Unfortunately it happens to be a relatively common issue in this day and age.
While there are ways to cope with anxiety, which you can learn if you have access to therapy or decent mental healthcare resources, often the most important and influential factor in managing it healthily is having a great support network.
So here are 5 things to remember if you are one of the many who love someone with anxiety.
It isn't just a mental issue.
The behavioral symptoms of anxiety are fairly tell-tale and can be spotted relatively easily.
People can start speaking very fast, drawing shorter breaths, and tapping feet, fingers, or pacing the room.
A sudden bout of anxiety can bring on physical symptoms as well though, and these can be a little less obvious.
So be on the lookout for chronic "lightning" or momentary headaches, nausea or the feeling of a shaky stomach, or an uncomfortable rise in body temperature and uncontrollable flushing of the face.
If your loved one exhibits these signs, there's a good chance you may need to help calm them before they're in danger of having an anxiety attack.
Anxiety often turns out to be a package deal.
According to The Anxiety and Depression Association of America, approximately half of people with an anxiety disorder also suffer from depression.
The two conditions can throw the sufferer into an exhausting cycle of high strung, fear-driven thinking and behavior followed by a plummet into despair and apathy.
Coping with this cycle can be overwhelming and your partner will need your support and your calm clarity while they're caught in this mental tug of war.
They need time to themselves.
Social situations take a great deal of effort for people with anxiety. Generally, the larger the crowd the more tiring and daunting the function.
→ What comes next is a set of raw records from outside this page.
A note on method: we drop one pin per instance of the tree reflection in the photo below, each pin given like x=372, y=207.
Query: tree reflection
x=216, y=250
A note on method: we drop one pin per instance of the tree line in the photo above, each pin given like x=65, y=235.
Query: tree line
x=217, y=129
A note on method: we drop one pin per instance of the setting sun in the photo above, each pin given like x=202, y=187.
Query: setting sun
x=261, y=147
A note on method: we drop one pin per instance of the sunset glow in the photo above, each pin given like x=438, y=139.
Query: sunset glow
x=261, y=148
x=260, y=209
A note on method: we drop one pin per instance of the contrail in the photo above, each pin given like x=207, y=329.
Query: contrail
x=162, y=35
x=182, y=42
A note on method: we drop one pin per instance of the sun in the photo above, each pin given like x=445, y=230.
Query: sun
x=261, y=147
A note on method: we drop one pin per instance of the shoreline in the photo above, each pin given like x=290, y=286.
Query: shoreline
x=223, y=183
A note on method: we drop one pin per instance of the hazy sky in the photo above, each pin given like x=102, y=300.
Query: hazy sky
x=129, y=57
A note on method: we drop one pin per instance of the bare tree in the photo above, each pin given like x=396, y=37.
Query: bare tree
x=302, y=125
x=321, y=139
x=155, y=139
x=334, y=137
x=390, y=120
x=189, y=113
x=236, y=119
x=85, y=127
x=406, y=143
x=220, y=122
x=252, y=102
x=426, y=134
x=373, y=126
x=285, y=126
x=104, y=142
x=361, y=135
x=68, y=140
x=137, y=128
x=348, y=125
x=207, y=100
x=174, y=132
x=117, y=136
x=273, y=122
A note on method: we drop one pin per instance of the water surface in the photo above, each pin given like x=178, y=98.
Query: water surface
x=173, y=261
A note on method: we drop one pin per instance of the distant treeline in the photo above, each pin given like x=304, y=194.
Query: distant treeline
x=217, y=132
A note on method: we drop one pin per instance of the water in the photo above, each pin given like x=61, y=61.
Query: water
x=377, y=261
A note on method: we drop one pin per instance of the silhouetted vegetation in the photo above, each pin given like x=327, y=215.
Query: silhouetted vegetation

Most people still crave social interaction when they're feeling up to it, but they very much need their down time to rest and restore that energy and calm their mind.
As a partner, don't take it personally when they just can't bring themselves to come out with you.
Let them take a step back and get their head together, they will let you know when they're ready to hit the town again.
People with anxiety are perfectly capable of being wonderful, loving partners.
Despite the science of Psychology progressing leaps and bounds over the last few decades especially, mental illness and disorders still have quite the stigma attached, but don't be influenced by these ignorant, baseless ideas; people with mental health issues can be warm, supportive, caring and dedicated partners.
One could even argue that their own experiences and struggles have taught them to be particularly attuned and empathetic to loved ones' feelings and needs.
Anxiety is not a ploy for attention.
One of the prevalent stigmas of mental illness is that the real cause of it all is a need for attention, but this couldn't be a more ludicrous concept.
Anxiety is not fun, mild or easy to just play at. A little patience and understanding can go a very long way.
It is a serious condition that affects every single aspect of your life and turns what should be normal daily requirements and tasks into battles.
It can be draining at times, but it's important for you to know that however frustrated you may be by your partner's anxiety, they are doubly so.